Consider a finetune - they're faster and relatively cheap (like, under $30 rented compute time). The link above lists them, but the steps are to gather a dataset, do the training, and evaluate your results. LLMs are about instruction/evaluation, so it's easy to show results, measure perplexity, and compare against the base model.
If you're interested in a building a limited dataset, fun ideas might be quotes or conversations from your classmates, lessons or syllabi from your program, or other specific, local, testable information. Datasets aren't plug and play, and they're the most important part of a model.
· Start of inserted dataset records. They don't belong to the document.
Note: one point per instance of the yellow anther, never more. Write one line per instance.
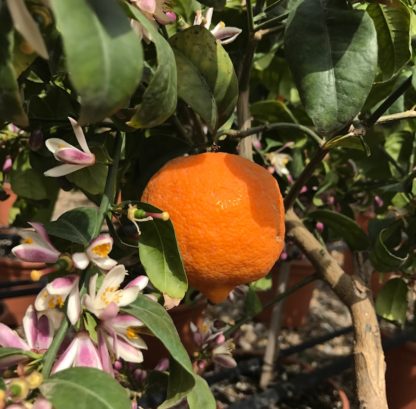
(34, 380)
(102, 250)
(35, 275)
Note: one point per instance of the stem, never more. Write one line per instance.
(368, 353)
(304, 177)
(276, 19)
(52, 352)
(110, 185)
(388, 102)
(272, 126)
(301, 283)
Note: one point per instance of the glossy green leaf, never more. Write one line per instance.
(392, 23)
(77, 226)
(90, 179)
(103, 54)
(391, 301)
(207, 55)
(332, 53)
(159, 254)
(158, 321)
(382, 256)
(11, 108)
(26, 26)
(85, 388)
(343, 226)
(195, 91)
(201, 396)
(160, 97)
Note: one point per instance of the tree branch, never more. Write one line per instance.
(368, 352)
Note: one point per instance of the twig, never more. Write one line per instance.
(396, 117)
(301, 283)
(273, 346)
(388, 102)
(269, 127)
(368, 352)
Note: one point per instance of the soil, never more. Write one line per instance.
(326, 315)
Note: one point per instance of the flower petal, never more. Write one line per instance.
(37, 254)
(104, 354)
(140, 282)
(10, 339)
(79, 134)
(75, 156)
(62, 285)
(30, 321)
(73, 310)
(127, 296)
(81, 260)
(45, 333)
(63, 170)
(55, 144)
(87, 354)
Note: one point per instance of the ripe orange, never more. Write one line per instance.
(228, 216)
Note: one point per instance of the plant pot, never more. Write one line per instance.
(401, 376)
(296, 306)
(13, 270)
(182, 316)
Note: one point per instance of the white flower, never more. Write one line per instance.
(97, 252)
(105, 301)
(74, 159)
(225, 35)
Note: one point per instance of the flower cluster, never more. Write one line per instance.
(116, 334)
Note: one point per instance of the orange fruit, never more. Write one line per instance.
(228, 217)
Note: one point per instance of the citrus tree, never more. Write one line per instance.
(97, 95)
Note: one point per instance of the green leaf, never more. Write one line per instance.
(159, 254)
(26, 26)
(86, 388)
(382, 256)
(201, 396)
(392, 23)
(332, 53)
(345, 227)
(11, 108)
(197, 45)
(29, 183)
(103, 54)
(77, 226)
(158, 321)
(195, 91)
(159, 99)
(90, 179)
(391, 302)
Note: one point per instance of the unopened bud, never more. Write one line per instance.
(36, 140)
(19, 389)
(7, 165)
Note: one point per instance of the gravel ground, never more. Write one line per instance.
(326, 315)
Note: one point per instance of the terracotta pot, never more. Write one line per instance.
(6, 205)
(182, 316)
(15, 270)
(296, 306)
(401, 376)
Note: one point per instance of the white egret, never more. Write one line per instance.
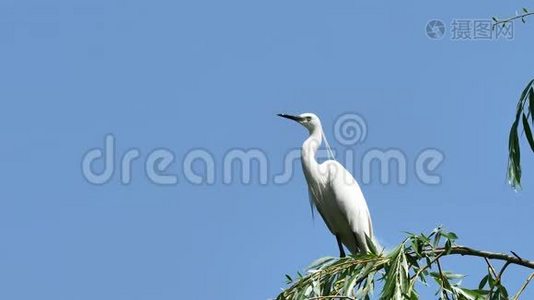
(334, 192)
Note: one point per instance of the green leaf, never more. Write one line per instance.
(288, 279)
(483, 282)
(528, 132)
(371, 245)
(514, 158)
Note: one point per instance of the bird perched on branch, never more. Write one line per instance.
(334, 192)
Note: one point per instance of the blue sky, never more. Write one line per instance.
(212, 75)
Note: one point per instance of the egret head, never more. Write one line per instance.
(308, 120)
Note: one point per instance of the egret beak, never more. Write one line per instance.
(294, 118)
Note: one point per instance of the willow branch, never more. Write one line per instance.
(521, 16)
(523, 286)
(466, 251)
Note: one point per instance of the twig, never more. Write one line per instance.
(332, 297)
(498, 22)
(442, 278)
(462, 250)
(523, 287)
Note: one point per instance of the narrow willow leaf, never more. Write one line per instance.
(528, 132)
(483, 282)
(371, 245)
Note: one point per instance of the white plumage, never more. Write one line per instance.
(334, 192)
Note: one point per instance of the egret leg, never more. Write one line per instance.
(341, 250)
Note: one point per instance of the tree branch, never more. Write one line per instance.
(465, 251)
(521, 16)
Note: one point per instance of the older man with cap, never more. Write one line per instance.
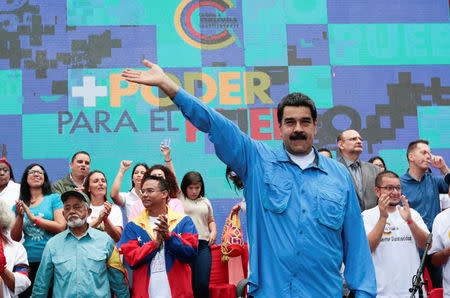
(81, 261)
(159, 244)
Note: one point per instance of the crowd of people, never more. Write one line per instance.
(354, 226)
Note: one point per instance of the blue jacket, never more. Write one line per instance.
(302, 224)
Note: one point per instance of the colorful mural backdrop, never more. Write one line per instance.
(380, 67)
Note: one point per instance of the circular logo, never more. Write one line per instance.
(210, 23)
(387, 229)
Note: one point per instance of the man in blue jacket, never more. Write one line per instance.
(303, 214)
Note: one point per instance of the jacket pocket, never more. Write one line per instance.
(96, 264)
(277, 189)
(63, 265)
(331, 209)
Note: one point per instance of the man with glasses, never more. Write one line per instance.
(363, 173)
(81, 261)
(158, 244)
(423, 188)
(80, 166)
(395, 233)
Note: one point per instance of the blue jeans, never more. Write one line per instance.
(201, 270)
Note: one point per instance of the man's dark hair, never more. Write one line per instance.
(373, 158)
(296, 99)
(383, 174)
(324, 150)
(162, 183)
(413, 145)
(80, 152)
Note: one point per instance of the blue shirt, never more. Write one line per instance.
(79, 267)
(302, 224)
(423, 195)
(36, 237)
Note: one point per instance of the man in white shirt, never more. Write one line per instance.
(440, 249)
(395, 233)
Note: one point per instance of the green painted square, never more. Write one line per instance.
(306, 12)
(389, 44)
(173, 51)
(434, 126)
(395, 160)
(314, 81)
(11, 98)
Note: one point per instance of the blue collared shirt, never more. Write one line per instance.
(302, 224)
(423, 195)
(78, 267)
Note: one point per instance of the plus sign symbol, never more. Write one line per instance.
(89, 92)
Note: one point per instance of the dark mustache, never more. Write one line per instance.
(298, 136)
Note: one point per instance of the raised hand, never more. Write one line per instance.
(383, 204)
(405, 212)
(31, 216)
(105, 211)
(153, 77)
(125, 165)
(438, 163)
(19, 209)
(212, 237)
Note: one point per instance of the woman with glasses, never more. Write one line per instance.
(9, 189)
(200, 210)
(38, 215)
(168, 173)
(104, 216)
(238, 185)
(126, 200)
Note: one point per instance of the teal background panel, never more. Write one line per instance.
(433, 126)
(389, 44)
(395, 160)
(264, 33)
(11, 98)
(306, 12)
(314, 81)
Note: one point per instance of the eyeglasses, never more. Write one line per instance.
(354, 139)
(391, 188)
(32, 172)
(148, 190)
(232, 174)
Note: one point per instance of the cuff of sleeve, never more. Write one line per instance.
(168, 236)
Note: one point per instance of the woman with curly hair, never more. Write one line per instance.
(9, 189)
(38, 216)
(104, 216)
(126, 200)
(173, 201)
(13, 258)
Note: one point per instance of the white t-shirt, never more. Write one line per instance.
(396, 258)
(445, 201)
(159, 283)
(15, 254)
(115, 217)
(10, 194)
(128, 198)
(304, 160)
(441, 240)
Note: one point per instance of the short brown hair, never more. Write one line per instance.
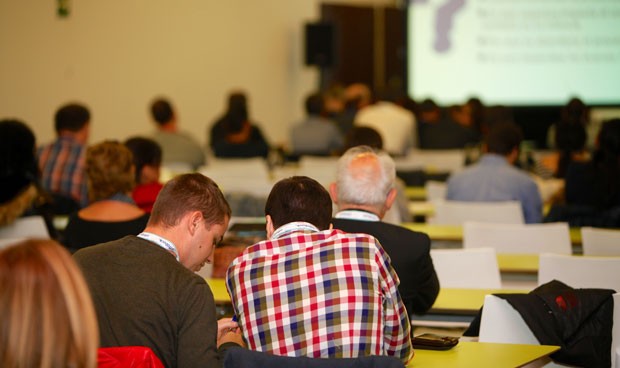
(299, 198)
(109, 170)
(48, 318)
(186, 193)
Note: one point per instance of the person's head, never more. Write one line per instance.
(363, 136)
(162, 111)
(18, 169)
(315, 104)
(298, 198)
(73, 119)
(504, 139)
(147, 156)
(48, 318)
(109, 170)
(365, 180)
(193, 207)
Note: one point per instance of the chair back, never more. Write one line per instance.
(467, 268)
(580, 271)
(25, 227)
(518, 238)
(600, 242)
(450, 212)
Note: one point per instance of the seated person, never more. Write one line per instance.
(147, 161)
(494, 178)
(363, 178)
(20, 194)
(312, 291)
(48, 318)
(112, 213)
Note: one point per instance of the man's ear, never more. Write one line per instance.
(269, 226)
However, even using the same dataset can yield different results based on training parameters. I'd keep it simple and either make the test about the impact of differences in training parameters using a single dataset, or pick two already created datasets and train using the same parameters for comparison.
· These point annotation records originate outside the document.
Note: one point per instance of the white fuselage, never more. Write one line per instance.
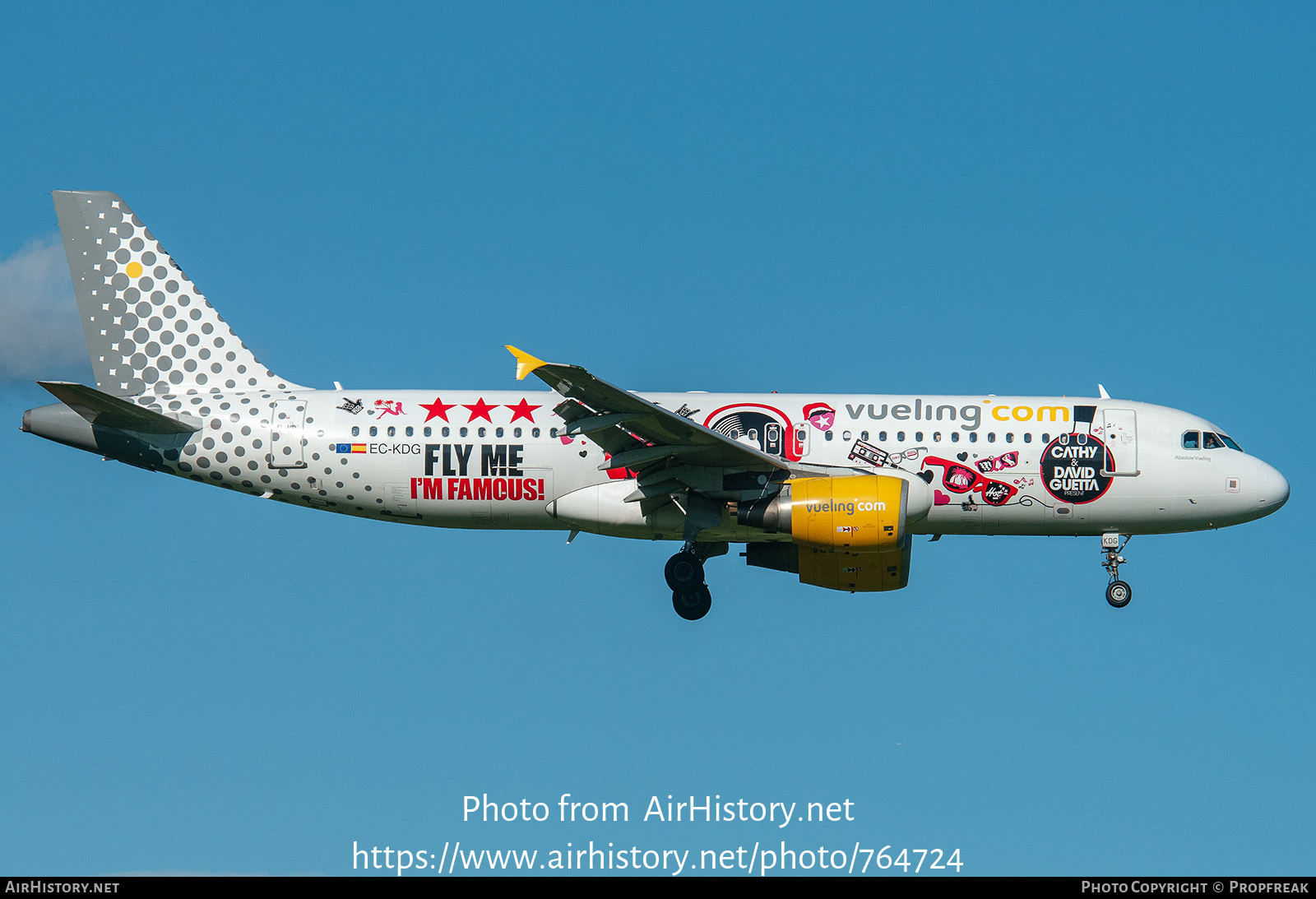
(998, 465)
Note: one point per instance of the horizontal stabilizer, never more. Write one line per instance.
(115, 412)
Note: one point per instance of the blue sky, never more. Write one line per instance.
(1010, 199)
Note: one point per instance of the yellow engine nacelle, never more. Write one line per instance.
(864, 513)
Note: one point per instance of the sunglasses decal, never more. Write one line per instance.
(998, 464)
(879, 457)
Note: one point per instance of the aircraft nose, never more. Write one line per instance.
(1272, 489)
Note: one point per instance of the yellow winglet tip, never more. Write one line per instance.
(526, 364)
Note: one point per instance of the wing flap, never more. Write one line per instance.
(622, 412)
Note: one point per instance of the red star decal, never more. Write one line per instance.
(523, 410)
(438, 410)
(480, 411)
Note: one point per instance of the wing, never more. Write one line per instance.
(671, 454)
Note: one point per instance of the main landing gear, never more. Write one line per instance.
(684, 572)
(1119, 592)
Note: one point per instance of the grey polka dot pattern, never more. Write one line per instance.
(149, 329)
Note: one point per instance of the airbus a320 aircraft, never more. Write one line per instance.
(828, 487)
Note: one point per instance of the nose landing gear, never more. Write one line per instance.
(1119, 592)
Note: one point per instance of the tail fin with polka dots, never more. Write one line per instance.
(149, 331)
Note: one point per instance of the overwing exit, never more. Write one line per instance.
(828, 487)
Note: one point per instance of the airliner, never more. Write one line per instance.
(829, 487)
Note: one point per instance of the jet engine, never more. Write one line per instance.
(864, 513)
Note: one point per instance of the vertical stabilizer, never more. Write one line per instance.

Good luck in IB! I was in it until I moved cities, and it was a blast.
Simon (simonw on HN) writes really approachable blog posts on LLMs.
Karpathy's nanoGPT project[2] is handy if you want to dip your toe into training.
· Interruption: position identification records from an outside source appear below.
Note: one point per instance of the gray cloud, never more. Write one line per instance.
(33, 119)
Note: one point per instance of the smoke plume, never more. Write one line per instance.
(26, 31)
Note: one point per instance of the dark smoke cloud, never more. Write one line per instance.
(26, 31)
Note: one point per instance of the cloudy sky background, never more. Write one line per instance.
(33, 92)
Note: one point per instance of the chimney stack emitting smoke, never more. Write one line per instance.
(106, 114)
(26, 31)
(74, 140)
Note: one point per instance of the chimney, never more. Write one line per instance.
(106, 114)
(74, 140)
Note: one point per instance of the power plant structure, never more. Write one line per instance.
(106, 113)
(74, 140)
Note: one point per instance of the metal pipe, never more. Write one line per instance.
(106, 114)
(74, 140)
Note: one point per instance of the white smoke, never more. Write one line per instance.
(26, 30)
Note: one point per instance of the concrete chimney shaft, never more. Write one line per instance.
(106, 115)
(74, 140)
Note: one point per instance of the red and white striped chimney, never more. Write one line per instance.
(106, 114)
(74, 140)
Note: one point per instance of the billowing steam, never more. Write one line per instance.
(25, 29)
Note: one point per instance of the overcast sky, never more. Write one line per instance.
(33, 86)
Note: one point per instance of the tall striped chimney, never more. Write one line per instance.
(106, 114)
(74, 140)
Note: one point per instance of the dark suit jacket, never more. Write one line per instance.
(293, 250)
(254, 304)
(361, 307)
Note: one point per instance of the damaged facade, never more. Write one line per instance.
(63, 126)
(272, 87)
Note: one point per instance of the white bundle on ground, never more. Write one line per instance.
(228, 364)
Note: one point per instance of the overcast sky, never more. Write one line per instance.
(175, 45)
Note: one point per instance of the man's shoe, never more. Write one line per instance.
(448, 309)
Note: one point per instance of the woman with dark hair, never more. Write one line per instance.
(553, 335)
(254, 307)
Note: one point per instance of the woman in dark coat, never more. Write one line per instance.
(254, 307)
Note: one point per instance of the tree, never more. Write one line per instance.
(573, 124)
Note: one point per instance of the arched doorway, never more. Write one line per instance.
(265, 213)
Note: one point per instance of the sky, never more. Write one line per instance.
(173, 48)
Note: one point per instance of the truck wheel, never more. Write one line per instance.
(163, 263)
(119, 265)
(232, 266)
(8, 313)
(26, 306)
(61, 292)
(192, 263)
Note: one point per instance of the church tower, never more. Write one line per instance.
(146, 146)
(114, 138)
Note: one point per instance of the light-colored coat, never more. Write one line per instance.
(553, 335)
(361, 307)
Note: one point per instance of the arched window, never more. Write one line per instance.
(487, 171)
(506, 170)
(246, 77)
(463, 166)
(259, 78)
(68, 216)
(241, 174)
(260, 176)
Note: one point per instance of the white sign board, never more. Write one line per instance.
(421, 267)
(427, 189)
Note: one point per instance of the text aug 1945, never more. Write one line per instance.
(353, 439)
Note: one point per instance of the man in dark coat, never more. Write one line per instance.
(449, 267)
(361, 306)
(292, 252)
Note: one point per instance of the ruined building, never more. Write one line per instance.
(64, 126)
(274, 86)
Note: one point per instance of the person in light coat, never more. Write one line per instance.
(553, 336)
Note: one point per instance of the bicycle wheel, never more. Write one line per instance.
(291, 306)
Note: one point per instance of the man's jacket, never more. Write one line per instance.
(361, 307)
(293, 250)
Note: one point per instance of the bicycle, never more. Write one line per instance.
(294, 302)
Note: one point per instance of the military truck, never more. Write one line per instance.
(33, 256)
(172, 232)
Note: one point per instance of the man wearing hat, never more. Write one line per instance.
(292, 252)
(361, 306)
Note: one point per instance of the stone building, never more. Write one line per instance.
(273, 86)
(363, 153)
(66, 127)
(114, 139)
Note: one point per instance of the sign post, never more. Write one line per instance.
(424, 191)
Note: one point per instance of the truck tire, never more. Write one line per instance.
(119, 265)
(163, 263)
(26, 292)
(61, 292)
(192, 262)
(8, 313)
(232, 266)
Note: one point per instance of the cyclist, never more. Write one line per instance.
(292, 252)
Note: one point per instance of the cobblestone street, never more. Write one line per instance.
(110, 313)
Fine-tuning is very doable. The hard part is making a novel dataset with input output pairs. You might consider just combining datasets you find on HuggingFace as an experiment.
replicate.com has a dead simple fine tuning API.
Predibase is also an easy to use option. But again for something custom you need a dataset with hundreds of examples. Normally people use GPT-4 to generate the dataset. As long as OpenAI doesn't block them.
There are so many things you can use LLMs for. Training an LLM is a possible project, but why? Why don't you do a project where you show how to use an LLM to get interesting results.
Here's a proposal. Do you know the TclTutor? It's a fantastic interactive tutorial for the programming language Tcl:
http://www.msen.com/~clif/TclTutor.html
Why don't you do a project where you have an LLM create a similar tutorials for a different language, let's say python. And then "templetize" that, so you can quickly create language tutorial for many other languages.
Not to mention, if you do such a project, you can publish it on github, and then your resume becomes immensly stronger.
Disregarding the quality of the results, then yes you can train a small LM on any data. I don't know what the threshold is for usefulness and coherence of the final model.
LLMs trained "merely" on just either wikipedia or reddit are probably going to be very limited in capability since there's not enough well rounded data (esp. for wikipedia). Of course you'll find differences. Reddit is going to contain more profanity, at the very least, so the reddit-trained LLM is going to swear and use slang more. Besides generating gibberish and comparing the gibberish doesn't seem to be any point with the exercise, unless that's a project you really want to do.
Without knowing how IB scores students' research papers I wouldn't be able to comment on whether this is feasible to get reasonable grades, but as I said, unless you really want to do it and somehow measure the reddit model understanding slang better and swearing more readily, I personally don't see a point in doing so given that the results will likely, as you mentioned, be somewhat "bad".
The thing about bleeding edge research on LLMs is that nobody really knows what will happen unless you actually try it out.
FWIW you generally don't have to do much proper "programming" to train models these days. There are many projects on github with code to train SoTA models (which in turn are just hundreds or low-thousands lines of code). The main difficulty is getting the hardware, the OS and the dependencies to work correctly, getting high quality training data (which you don't have to for your project), and tuning the hyperparameters (if you're concerned with performance).
So in terms of technical feasibility, yeah, but I am kind of concerned that the most likely main result would be reddit's knowledge of internet slang and swearing over wikipedia, which doesn't seem to mesh well with a high school project :D
Didn’t do too well. Make sure to focus on the theory & cite lots of papers. Don’t focus on practicals (at least that was the advice I got from my school)
A note in terms of the project goals:
Make sure to remember when interpreting your results that your findings will only apply to similarly sized models as what you trained.
So you'll have found the differences between using Reddit vs Wikipedia for a 7B model (or whatever size you go with) and those results shouldn't be assumed to extrapolate to larger models.